This is in addition to Graphite One working towards a Feasibility Study of its Graphite Creek Mine in Alaska, now expected in Q1 2025.
Let’s dig into this remarkable ‘Security of Supply’ effort by Graphite One’s team.
Voltage Valley plant
Graphite One plans to build a graphite anode manufacturing plant in Trumbull County, Ohio, between Cleveland and Pittsburgh.
The Vancouver-based company has selected Ohio’s Voltage Valley as the site, entering into a 50-year land-lease agreement on 85 acres. The deal also contains an option to purchase the property once known as the Warren Depot, part of the National Defense Stockpile infrastructure, until the brownfield site was processed through the Ohio EPA Voluntary Action program a decade ago, certifying that the land does not need further cleanup.
According to Graphite One, the Voltage Valley site is in the heart of the automobile industry (the ‘Rust Belt’ is being transformed into the ‘Battery Belt”), with ample low-cost electricity produced from renewable energy sources.
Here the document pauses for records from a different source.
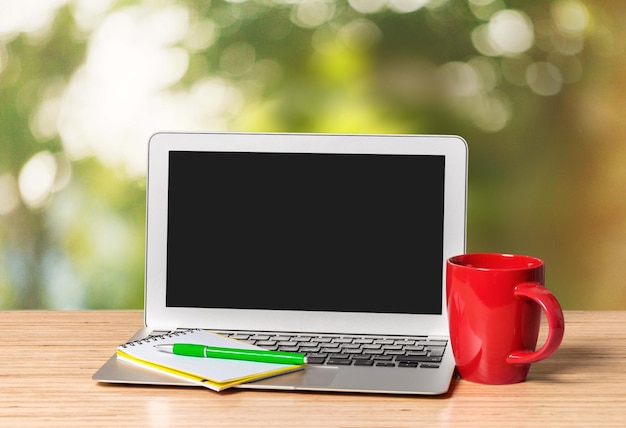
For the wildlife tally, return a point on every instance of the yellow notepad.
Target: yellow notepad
(214, 373)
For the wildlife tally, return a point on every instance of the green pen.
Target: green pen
(259, 355)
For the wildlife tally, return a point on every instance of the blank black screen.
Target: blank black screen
(316, 232)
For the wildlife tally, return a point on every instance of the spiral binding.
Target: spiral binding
(159, 337)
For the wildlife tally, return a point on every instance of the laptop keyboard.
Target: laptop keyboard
(345, 350)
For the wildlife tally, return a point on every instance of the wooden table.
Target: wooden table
(47, 359)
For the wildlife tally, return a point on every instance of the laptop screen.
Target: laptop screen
(304, 231)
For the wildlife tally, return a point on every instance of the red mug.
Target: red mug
(494, 305)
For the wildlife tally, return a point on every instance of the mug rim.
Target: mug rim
(495, 261)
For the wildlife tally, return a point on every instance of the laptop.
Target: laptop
(331, 245)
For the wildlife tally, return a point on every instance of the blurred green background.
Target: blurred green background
(536, 87)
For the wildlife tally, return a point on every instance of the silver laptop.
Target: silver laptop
(331, 245)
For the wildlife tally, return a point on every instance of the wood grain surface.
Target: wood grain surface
(47, 359)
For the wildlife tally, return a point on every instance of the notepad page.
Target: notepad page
(217, 371)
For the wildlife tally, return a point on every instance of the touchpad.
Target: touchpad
(310, 377)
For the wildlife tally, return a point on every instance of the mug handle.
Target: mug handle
(556, 323)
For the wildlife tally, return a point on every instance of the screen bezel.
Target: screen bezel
(158, 315)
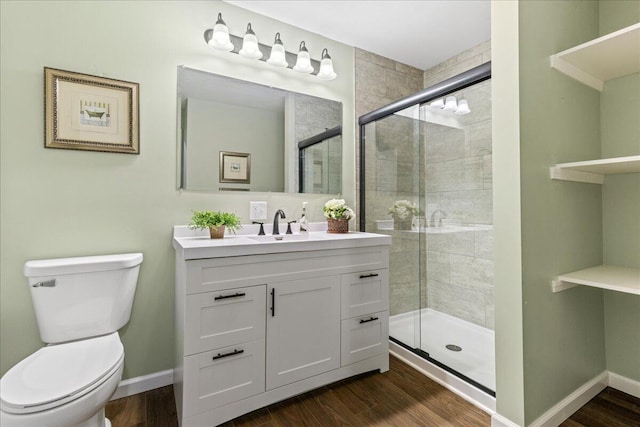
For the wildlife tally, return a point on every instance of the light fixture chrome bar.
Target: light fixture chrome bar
(266, 51)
It is accessible by road and rail, with nearby barging facilities. Existing power lines are sufficient for Graphite One’s Phase 1 production target of 25,000 tonnes per year of battery-ready anode material. Land is available for follow-on phases to ramp up to 100,000 tpy of production.
Graphite One plans to start construction within the next three years as part of the company’s strategy to become the first vertically integrated producer to serve the US EV battery market. Its supply chain strategy involves mining, manufacturing and recycling, all done domestically.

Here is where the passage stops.